If your teen doesn’t want to go to university because they’re depressed or anxious this can be the scariest thing imaginable for you as a parent. There are so many teenagers out there who are on medication, who self-harm, who have panic attacks, who starve themselves and hurt themselves in so many ways it’s frightening. Sit with them. Be there. Try to elicit information without seeming to be too interested in the reply! and above all try not to tell them the right thing to do or the right way to be. If they’re depressed, that’s their reality and it doesn’t matter that it’s illogical because they’re healthy or fit or comfortably off or clever or popular. Depression is a whole other ballgame that’s best left to experts. Don’t make them uncomfortable or guilty about feeling as they do because they can’t help it and nor can you. It’s an illness that no-one chooses.
It’s quite common for teens to feel depressed or anxious when one huge chapter of their life finishes but there might be other reasons for the depression. Approach them carefully and express your concern for their health. It may simply be they’re anxious about making the transition from school to work or university or moving away from home but if you think it’s more serious, empathise with them and encourage them to get help from a mental health professional. Talk to your teen, explain that treatment is an important part of the healing process, and emphasise that there’s nothing to be ashamed about. The truth is that as parents we often don’t know what approach to take. We don’t know what’s wrong or why. We don’t know what to say or we’re too scared to say it. That’s okay. If your teen is clinically depressed, apart from ensuring they get the right care and the right medicine, get the scripts. By that I mean ask mental health experts for the precise words and phrases to employ rigidly, military fashion when things go wrong and our most precious children become out of our reach. Because the script is all important when your child is depressed. Find out what you can say and how to say it. Then don’t stray from the script. Spend more time just holding them or sitting by them. For you, talk to the professionals and to fellow parents. Find support in the community. Support each other through the worst parts of being a parent. You can do that. And you can get through it and get your kids through it. Just because you’re a parent and it’s what you do.

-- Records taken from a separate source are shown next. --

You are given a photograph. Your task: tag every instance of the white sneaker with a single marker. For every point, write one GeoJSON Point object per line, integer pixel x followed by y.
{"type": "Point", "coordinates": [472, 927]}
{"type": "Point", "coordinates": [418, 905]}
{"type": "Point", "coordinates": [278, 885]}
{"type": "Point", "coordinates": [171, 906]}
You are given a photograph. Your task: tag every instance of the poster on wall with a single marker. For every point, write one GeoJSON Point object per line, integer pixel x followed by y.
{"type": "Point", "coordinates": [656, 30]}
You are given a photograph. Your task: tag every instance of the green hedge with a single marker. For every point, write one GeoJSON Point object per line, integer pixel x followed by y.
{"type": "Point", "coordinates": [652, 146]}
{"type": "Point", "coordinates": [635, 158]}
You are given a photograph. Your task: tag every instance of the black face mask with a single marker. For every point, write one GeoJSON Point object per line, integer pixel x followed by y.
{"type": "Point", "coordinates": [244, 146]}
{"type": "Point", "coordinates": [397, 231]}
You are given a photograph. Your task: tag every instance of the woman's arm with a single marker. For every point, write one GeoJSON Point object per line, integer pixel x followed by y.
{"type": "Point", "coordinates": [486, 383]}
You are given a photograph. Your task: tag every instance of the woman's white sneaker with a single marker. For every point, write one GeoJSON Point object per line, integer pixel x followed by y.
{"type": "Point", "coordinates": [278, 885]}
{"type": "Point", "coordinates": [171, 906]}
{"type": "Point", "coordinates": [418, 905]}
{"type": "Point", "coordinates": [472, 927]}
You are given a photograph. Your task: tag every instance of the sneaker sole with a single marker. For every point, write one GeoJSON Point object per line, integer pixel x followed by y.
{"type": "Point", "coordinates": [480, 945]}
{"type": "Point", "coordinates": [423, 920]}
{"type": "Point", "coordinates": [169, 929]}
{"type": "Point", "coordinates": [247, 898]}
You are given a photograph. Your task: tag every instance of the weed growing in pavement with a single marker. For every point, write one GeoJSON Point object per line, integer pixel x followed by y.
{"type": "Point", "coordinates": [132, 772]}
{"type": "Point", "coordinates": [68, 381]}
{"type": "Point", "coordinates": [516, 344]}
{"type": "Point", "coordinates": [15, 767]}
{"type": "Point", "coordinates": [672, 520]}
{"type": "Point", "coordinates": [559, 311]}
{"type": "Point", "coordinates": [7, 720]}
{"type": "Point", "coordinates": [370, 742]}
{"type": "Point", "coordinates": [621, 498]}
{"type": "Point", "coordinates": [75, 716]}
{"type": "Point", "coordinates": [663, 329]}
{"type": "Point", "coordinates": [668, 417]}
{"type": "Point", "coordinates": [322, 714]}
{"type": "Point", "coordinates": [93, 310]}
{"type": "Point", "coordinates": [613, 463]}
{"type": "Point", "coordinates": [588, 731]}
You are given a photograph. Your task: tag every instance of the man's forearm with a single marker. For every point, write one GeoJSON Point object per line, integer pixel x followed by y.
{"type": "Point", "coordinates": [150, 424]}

Regarding the third scenario, if your teen wants to do nothing but seems quite emotionally robust (it can happen), talking to a coach or a therapist may be beneficial. They may be able to guide your teen in the right direction and help them find their passion in life. Fear of the unknown may be driving their behaviour or perhaps they feel unprepared to take on the responsibility of adulthood or fear being accountable for their actions. A coach can help them overcome these fears and fulfil their potential.
Remember there’s no such thing as a perfect parent, just an effective, empowering one.